Now why I am feeling let down all of a sudden?
“Have you tried any of the water sports yet?” he asks.
“No. But I’m supposed to go snorkeling later. How about you?”
“I don’t like the beach.”
“And you live in Jamaica?”
“All my life.”
“How could you not like it?”
“Just never have. I don’t like the sand.”
“Okay. You have a right not to like the sand.”
“So how are you spending the early part of your day?” he asks.
“I’m supposed to go horseback riding.”
He nods. “You should go very soon if possible. The heat can be unbearable.”
“Well, I’m scheduled to leave at nine-thirty.”
“So maybe I’ll see you at lunch?”
“I don’t know, Winston. Maybe. Where are your friends?”
“What friends?”
“Norris? Abby?”
“They’re working. I won’t know until Monday exactly where I’ll be, so I’m just sort of hanging around, helping them out here and there, but I’ve also put in applications at Paradise Grand and Windswept. Something should come up.”
“Well, good luck,” I say as I begin to walk
past him, and the right side of my body accidentally brushes up against his arm and in that one second some kind of feverish current penetrates my whole body and in a perfect world or if this were like a foreign film I would just turn around and put my hand on the back of his head and pull his face to mine until our noses touched and I would brush my lips lightly across those thick beautiful lips of his and we would put our arms around each other like we’d been dreaming of doing and we would begin to slide to the ground and we would be oblivious to everything around us and simply make love right out here right this very minute.
“Well, have fun and maybe I’ll see you later,” he says.
Let us pray, I say to myself, and wave goodbye.
• • • •
I am the only person on the van going to Issy’s Riding Stable. The Canadians told me that I had better make my reservations early because sometimes it’s hard to get in even two days ahead but it is worth the fifty bucks for the hour because you get to gallop all along the beach and ride up and deep inside the mountain and it is truly breathtaking.

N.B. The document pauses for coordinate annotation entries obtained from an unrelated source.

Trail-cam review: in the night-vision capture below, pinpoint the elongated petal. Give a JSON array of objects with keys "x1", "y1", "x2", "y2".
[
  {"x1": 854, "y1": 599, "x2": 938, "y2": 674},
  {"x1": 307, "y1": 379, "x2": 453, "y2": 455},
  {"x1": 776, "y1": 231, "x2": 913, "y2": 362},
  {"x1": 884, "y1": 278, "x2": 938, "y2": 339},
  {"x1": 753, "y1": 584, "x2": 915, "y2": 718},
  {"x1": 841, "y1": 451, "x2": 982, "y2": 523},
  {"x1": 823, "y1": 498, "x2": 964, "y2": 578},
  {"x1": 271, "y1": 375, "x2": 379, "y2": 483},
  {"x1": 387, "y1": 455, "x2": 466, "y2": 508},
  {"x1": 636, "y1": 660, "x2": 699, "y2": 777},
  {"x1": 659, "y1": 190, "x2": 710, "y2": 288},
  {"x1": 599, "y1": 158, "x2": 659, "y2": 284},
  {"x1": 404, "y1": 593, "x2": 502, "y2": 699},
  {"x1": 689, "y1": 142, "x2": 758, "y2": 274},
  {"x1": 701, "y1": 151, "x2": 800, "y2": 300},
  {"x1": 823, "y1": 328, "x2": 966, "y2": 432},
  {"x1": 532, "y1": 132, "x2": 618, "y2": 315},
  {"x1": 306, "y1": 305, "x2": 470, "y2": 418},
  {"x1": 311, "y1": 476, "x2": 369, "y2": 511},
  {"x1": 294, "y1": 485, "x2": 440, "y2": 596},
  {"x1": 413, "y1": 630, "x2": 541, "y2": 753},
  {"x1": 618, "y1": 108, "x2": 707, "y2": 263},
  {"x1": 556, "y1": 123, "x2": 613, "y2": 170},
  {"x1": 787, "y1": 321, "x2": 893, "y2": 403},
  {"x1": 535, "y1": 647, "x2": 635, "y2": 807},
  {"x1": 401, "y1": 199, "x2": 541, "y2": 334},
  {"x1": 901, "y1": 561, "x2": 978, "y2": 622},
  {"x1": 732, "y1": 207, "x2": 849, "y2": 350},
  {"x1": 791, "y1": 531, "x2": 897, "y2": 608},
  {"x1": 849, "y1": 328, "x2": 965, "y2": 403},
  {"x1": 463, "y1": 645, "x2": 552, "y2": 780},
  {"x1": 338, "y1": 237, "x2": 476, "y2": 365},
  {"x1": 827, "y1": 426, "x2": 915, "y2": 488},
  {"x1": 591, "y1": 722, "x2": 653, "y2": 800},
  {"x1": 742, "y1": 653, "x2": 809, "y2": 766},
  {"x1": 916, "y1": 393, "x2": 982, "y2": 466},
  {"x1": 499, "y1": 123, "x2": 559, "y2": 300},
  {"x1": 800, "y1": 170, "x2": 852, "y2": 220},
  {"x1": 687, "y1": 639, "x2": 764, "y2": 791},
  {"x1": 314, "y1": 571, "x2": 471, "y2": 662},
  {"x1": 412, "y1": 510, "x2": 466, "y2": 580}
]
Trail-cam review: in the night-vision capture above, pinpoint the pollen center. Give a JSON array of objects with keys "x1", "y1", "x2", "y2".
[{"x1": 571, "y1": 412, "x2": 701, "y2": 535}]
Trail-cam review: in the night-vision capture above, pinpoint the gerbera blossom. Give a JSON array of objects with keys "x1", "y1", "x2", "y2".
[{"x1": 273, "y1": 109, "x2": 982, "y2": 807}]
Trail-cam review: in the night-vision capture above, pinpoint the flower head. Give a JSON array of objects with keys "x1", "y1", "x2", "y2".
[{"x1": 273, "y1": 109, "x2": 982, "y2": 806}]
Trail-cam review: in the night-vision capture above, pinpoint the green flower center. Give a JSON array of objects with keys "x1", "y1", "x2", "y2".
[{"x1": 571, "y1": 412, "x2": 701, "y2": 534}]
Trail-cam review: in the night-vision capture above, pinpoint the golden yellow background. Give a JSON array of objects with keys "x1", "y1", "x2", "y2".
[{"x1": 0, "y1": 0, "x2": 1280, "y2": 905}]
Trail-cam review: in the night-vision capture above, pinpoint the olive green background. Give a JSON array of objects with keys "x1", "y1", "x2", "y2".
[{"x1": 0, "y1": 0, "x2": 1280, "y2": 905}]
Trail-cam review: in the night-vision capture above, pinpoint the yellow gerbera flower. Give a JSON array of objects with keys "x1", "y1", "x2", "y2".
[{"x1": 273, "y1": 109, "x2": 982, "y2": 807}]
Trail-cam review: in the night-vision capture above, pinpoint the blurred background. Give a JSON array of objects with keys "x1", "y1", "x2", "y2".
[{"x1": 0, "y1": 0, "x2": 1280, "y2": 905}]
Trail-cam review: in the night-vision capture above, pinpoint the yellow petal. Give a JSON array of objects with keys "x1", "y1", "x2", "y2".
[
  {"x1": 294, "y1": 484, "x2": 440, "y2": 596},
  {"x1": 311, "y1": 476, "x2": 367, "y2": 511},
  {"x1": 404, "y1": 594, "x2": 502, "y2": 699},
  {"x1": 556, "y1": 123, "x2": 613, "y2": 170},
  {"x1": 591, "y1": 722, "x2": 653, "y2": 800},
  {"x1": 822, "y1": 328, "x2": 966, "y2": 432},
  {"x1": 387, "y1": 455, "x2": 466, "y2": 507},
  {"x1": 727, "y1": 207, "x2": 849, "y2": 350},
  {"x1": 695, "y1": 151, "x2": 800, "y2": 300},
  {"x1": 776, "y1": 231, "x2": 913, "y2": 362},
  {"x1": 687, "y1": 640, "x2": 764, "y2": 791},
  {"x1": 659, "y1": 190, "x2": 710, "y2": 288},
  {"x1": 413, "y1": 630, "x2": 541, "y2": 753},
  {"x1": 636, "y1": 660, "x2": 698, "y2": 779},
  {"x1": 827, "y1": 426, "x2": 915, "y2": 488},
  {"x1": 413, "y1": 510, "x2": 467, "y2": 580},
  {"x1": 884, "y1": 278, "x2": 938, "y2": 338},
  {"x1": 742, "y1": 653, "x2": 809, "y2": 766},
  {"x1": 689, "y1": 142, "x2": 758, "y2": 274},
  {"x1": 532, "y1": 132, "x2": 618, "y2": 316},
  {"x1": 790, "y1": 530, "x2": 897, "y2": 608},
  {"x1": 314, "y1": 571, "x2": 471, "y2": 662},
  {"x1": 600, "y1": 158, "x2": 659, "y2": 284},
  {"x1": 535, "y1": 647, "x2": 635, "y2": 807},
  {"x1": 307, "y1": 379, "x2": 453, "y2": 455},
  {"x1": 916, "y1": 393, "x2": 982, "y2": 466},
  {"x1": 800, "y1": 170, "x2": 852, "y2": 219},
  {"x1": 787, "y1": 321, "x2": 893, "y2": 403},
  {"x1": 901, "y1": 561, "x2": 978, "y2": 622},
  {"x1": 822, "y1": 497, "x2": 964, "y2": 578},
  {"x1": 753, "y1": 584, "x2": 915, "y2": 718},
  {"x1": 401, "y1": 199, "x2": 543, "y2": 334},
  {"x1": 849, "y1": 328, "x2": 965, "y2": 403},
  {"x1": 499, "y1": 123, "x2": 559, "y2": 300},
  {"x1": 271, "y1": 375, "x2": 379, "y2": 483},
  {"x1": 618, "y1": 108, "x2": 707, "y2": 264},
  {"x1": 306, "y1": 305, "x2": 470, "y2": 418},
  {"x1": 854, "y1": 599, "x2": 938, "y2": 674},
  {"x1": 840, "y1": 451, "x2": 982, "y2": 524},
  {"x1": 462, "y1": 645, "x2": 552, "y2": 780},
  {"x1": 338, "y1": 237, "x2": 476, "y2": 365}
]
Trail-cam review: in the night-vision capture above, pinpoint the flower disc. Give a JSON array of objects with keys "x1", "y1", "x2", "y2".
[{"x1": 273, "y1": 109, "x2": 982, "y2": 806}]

I am not exactly impressed by the architecture of Negril as we drive past a packed and dusty marketplace with at least a hundred rickety wooden stalls filled with wooden objects and a kaleidoscope of cloth although red black and green dominate and then we purportedly go through downtown which consists of a bank and a small shopping center and we continue past small but brightly painted cement homes and cafés and outdoor restaurants and I was told that no building here is taller than the town’s tallest palm tree which is an understatement. In fact there is not much to see in the way of sightseeing but Negril is where hippies-turned-yuppies have flocked, as they consider it a wonderful reprieve from the hustle and bustle of urban life in America.

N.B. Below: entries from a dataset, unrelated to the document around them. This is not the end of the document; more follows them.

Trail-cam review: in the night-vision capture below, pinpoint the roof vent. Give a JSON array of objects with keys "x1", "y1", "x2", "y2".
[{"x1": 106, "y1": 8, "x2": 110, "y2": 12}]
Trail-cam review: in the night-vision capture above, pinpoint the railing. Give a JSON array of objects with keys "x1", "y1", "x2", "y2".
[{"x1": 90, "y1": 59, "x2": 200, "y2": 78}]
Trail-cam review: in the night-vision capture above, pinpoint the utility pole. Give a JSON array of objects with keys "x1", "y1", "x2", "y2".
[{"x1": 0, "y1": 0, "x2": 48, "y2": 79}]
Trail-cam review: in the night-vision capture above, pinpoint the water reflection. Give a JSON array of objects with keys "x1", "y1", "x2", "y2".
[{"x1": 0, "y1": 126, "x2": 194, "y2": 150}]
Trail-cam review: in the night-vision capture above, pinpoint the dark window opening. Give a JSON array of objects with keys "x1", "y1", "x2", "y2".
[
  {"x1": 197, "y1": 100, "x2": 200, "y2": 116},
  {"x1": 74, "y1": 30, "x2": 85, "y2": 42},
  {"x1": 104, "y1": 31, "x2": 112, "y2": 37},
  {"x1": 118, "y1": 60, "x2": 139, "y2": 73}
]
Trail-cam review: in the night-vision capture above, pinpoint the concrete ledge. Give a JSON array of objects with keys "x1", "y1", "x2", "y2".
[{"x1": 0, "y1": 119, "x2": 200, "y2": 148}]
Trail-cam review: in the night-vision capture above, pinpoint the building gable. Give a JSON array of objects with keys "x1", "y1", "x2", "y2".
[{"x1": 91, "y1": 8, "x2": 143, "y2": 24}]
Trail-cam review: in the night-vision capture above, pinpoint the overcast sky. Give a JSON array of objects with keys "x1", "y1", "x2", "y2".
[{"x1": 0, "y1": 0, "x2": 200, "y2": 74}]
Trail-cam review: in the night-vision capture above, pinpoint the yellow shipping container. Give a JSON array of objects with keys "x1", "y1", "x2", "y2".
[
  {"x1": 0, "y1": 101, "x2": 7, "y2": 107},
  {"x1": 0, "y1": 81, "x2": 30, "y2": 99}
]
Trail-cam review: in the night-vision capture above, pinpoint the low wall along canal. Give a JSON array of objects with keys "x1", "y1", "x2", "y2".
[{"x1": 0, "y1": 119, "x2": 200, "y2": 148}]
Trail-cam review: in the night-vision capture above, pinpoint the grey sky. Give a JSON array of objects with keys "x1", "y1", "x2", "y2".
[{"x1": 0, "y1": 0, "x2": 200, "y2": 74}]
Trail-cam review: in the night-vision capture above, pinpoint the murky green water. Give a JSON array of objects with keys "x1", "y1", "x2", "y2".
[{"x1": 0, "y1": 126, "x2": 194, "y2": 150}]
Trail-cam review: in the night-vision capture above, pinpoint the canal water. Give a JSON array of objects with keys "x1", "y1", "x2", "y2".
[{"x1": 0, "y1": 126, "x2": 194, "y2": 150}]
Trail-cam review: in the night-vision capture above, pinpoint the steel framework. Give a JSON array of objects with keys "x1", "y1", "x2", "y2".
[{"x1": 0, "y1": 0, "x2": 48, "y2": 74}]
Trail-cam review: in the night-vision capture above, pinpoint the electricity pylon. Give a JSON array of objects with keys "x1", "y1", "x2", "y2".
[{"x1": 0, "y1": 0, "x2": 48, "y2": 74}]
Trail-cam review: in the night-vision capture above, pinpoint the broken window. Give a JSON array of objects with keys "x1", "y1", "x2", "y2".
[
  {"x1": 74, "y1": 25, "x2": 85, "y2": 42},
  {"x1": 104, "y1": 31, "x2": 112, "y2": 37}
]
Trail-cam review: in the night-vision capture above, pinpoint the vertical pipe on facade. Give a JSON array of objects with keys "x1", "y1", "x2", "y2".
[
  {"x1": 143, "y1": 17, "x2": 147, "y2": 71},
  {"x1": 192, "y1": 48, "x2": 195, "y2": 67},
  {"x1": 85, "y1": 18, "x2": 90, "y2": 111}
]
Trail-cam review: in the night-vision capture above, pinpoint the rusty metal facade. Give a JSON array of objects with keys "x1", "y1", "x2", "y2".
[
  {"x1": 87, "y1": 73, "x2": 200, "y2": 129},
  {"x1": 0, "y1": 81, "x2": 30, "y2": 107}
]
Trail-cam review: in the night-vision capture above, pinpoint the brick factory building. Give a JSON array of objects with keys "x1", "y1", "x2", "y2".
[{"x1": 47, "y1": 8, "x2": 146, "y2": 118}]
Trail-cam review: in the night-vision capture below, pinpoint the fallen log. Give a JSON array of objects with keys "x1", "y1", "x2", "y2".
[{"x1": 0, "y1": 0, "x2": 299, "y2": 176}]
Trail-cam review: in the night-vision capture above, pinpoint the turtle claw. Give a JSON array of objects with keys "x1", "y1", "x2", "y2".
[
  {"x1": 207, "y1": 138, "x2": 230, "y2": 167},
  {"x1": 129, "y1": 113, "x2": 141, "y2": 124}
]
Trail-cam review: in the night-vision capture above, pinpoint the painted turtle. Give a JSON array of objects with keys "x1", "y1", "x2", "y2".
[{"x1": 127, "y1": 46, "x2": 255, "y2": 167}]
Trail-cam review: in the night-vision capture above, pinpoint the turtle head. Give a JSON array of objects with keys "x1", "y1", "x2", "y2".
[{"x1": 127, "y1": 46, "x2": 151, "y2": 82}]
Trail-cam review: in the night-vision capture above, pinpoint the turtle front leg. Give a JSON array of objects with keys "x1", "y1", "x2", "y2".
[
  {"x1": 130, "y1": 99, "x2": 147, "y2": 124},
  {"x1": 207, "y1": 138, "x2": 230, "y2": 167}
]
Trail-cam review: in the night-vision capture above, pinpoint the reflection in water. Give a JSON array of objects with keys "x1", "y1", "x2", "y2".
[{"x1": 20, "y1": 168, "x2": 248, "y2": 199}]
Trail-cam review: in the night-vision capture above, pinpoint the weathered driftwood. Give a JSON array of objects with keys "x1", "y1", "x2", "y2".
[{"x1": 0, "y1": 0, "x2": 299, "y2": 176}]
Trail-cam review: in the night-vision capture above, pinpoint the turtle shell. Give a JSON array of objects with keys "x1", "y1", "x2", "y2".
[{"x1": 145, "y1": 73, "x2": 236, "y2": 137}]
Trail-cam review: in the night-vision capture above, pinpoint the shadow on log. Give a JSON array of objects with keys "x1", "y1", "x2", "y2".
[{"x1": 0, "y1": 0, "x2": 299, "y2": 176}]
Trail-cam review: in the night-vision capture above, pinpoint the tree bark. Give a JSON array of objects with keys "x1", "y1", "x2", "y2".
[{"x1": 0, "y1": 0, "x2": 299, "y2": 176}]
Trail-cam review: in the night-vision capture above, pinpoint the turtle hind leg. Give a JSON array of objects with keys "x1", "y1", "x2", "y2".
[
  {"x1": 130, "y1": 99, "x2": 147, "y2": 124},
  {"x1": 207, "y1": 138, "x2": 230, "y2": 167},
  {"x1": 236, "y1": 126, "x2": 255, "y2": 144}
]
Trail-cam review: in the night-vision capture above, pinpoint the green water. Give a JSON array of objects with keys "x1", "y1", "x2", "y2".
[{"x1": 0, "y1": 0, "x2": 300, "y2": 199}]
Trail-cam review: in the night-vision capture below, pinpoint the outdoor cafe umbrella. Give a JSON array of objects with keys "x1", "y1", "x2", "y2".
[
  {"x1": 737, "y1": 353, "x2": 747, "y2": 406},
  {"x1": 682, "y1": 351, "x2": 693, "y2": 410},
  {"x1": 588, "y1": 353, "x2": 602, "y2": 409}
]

I am dropped off at the bottom of a dirt road and am greeted by Issy’s brother who’s called the General, because Issy is a bigshot and apparently doesn’t do horses anymore, just owns the place. The General looks and smells as if he has been afraid of water for a long time and does not know what deodorant is. As we walk up toward the stable he says, “You got a smoke?” and I tell him I don’t smoke and he is disappointed.